CHRISTMAS, LIKE LIFE, IS WHAT YOU MAKE OF IT
Everything has wonder through the eyes of a child
Each year, I find it more and more difficult to find that magic that once filled me from the day after Thanksgiving until well after the last present was unwrapped on Christmas morning.
As I get older and there are no children in my house to feed my enthusiasm, I am growing more and more similar to my Hum Bug husband. He claims to despise Holidays and birthdays and any manner of celebration. He rarely buys me presents but instead tells me to get whatever I want, within reason and budget, and I am the same with him now, after many years of trying to change his lack of appreciation for the surprise. He once dropped me off at one of my favorite thrift shops and as I was digging through a pile of $.50 t-shirts, returned, and handed me a pair of diamond earrings he’d seen and thought I would enjoy. He is spontaneous and loving so I have no reason to complain, only to adjust my expectations for tradition.

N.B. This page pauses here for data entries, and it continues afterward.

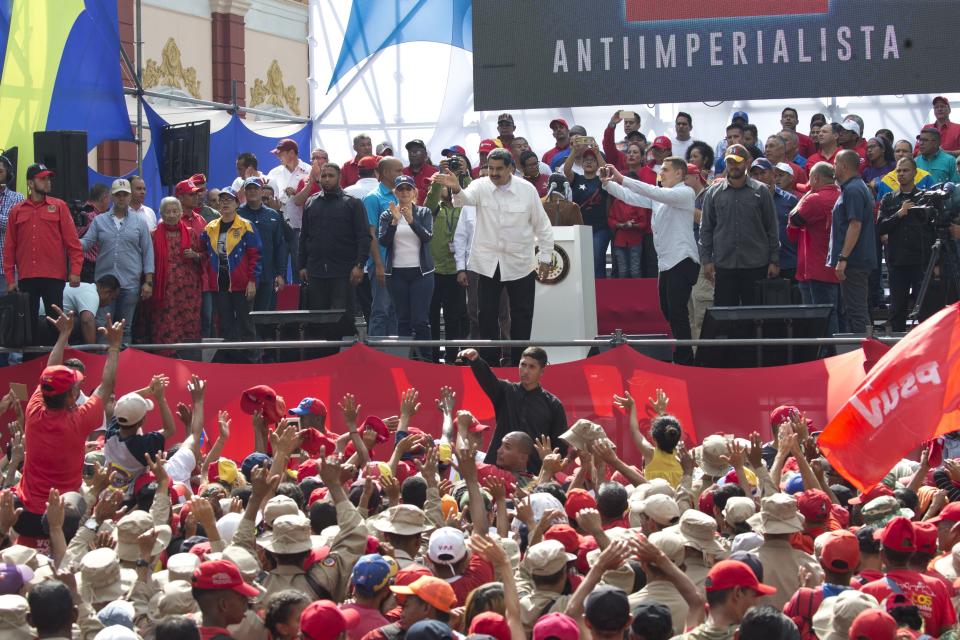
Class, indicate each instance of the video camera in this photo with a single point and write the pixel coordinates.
(935, 206)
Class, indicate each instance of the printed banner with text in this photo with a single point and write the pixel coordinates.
(570, 53)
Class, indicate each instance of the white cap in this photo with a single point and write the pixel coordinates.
(131, 408)
(120, 184)
(447, 546)
(783, 166)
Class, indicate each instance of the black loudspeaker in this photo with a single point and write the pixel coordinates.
(11, 155)
(64, 153)
(794, 321)
(185, 150)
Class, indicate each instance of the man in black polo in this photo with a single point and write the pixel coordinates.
(520, 406)
(739, 233)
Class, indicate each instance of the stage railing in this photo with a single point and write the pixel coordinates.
(616, 339)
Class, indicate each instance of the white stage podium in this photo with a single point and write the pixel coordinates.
(566, 307)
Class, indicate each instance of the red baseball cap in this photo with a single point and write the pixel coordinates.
(221, 575)
(368, 162)
(662, 142)
(324, 620)
(566, 535)
(286, 145)
(841, 552)
(556, 625)
(951, 513)
(925, 536)
(814, 504)
(873, 624)
(58, 379)
(578, 499)
(728, 574)
(898, 535)
(492, 624)
(875, 492)
(186, 186)
(262, 398)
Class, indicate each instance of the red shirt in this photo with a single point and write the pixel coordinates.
(805, 146)
(349, 173)
(813, 238)
(422, 179)
(370, 619)
(949, 135)
(928, 594)
(41, 238)
(54, 448)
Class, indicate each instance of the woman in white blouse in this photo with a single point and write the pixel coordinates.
(405, 230)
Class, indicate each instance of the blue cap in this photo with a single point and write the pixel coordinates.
(252, 461)
(310, 406)
(794, 484)
(407, 180)
(229, 191)
(370, 574)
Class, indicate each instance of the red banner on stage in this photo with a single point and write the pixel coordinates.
(911, 395)
(705, 400)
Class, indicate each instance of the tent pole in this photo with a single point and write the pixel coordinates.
(139, 91)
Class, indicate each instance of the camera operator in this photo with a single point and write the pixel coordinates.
(909, 238)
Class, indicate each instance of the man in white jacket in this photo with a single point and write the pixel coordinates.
(677, 256)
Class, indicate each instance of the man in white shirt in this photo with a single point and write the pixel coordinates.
(367, 170)
(137, 207)
(285, 179)
(510, 223)
(682, 141)
(678, 258)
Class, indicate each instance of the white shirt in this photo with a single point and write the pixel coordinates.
(463, 236)
(362, 187)
(281, 178)
(511, 222)
(680, 147)
(147, 215)
(672, 219)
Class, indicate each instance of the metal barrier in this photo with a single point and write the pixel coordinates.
(616, 339)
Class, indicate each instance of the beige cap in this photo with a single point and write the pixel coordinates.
(738, 509)
(403, 520)
(290, 534)
(101, 579)
(833, 619)
(547, 558)
(778, 514)
(176, 599)
(710, 455)
(132, 526)
(662, 509)
(279, 506)
(699, 531)
(584, 432)
(670, 543)
(13, 618)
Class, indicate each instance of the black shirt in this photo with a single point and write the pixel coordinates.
(536, 412)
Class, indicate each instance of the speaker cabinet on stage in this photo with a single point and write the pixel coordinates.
(64, 153)
(185, 151)
(793, 321)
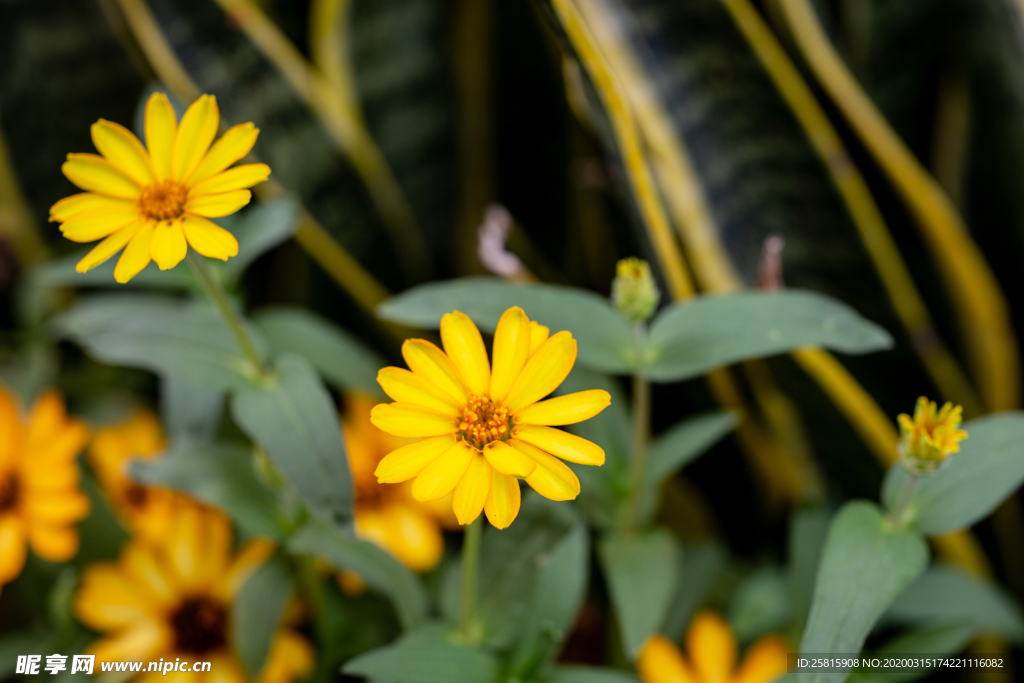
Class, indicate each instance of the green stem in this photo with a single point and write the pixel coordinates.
(211, 285)
(641, 437)
(468, 626)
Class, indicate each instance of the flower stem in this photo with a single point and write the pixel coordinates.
(211, 285)
(468, 626)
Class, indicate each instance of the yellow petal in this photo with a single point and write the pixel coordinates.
(136, 254)
(543, 373)
(440, 477)
(168, 247)
(464, 346)
(566, 410)
(161, 129)
(96, 224)
(11, 548)
(70, 206)
(409, 461)
(199, 127)
(430, 363)
(507, 460)
(471, 493)
(503, 500)
(209, 239)
(411, 420)
(563, 444)
(94, 173)
(232, 145)
(511, 350)
(239, 177)
(538, 335)
(401, 385)
(660, 662)
(215, 206)
(765, 660)
(552, 478)
(56, 544)
(712, 647)
(109, 247)
(122, 148)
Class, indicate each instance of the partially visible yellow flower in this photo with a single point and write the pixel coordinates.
(389, 516)
(155, 201)
(145, 510)
(711, 656)
(481, 427)
(932, 435)
(172, 600)
(40, 500)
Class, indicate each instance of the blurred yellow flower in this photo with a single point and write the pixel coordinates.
(156, 201)
(389, 516)
(932, 435)
(480, 427)
(39, 497)
(711, 656)
(171, 600)
(144, 510)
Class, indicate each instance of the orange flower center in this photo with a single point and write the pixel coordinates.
(483, 421)
(164, 201)
(9, 489)
(200, 626)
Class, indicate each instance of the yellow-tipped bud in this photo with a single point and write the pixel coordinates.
(931, 436)
(633, 291)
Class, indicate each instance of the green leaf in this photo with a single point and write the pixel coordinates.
(581, 674)
(561, 586)
(987, 469)
(340, 357)
(378, 568)
(708, 332)
(257, 610)
(258, 229)
(684, 441)
(425, 663)
(864, 565)
(291, 415)
(220, 475)
(943, 595)
(641, 572)
(605, 340)
(186, 341)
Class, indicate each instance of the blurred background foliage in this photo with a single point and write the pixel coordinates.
(396, 123)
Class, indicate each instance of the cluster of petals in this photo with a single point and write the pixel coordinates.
(482, 426)
(154, 202)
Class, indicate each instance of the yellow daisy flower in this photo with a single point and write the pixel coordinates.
(932, 435)
(39, 497)
(482, 427)
(390, 516)
(711, 656)
(172, 599)
(144, 510)
(155, 201)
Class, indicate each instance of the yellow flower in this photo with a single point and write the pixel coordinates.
(482, 427)
(711, 656)
(39, 497)
(172, 600)
(154, 203)
(145, 510)
(389, 516)
(932, 435)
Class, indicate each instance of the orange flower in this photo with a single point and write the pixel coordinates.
(141, 509)
(388, 515)
(711, 656)
(39, 497)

I find it difficult though, to decorate our home with garland and shiny spheres of red and gold, burn candles that smell of apple pies baking and play Christmas carols knowing I will be the only recipient of pleasure. Literal weeks of baking and candy making have been reduced to some slice and bake cookies and a box of chocolate covered cherries or store bought pretzels covered in white chocolate. I send electronic Christmas cards, shop almost entirely on line and buy as many gift bags as possible to avoid wrapping presents, this never being one of my talents or joys.
And then a miracle happened. Not one of the magnitude of the birth of our Lord by any means, but a miracle none the less. A baby was born – child of my child – so precious and sweet it was all I could do not to smother her with kisses and hugs. This child has put the wonder back into my life, every day, not exclusive to Christmas.
We explore my back yard and find flowers that, when blown upon, shoot off tiny parachutes that drive her Grandpa mad and insects that we pick up, inspect, name and release back into their world. Through her eyes, rocks become treasure found, to be kept in a bowl in the bay window of our kitchen. Leaves and grass are food for her horses and dinosaurs. We have tea parties with some twenty-plus stuffed animals, each of which is served with great care from a large bucket of plastic foods. We dine with them and drink from cups and bottles that do not quench my thirst but that she proclaims “D-lusEous!” We sing off key and paint each others faces. When my memory fails me, as it often seems to do of late, or I can’t find my glasses which are usually hooked to my shirt, she pats me, “Silly ol GA, it’s ok – I forget too sometimes,” and hugs away any doubt that I am a worthy playmate.
Because of the lack of room and the five cats that found us and claimed our hearts, I still only put up a very small tree and a few decorations. But, ever accepting and full of wonder, this package of love and joy assures me everything is just right. And looking at it through her eyes, I have to agree.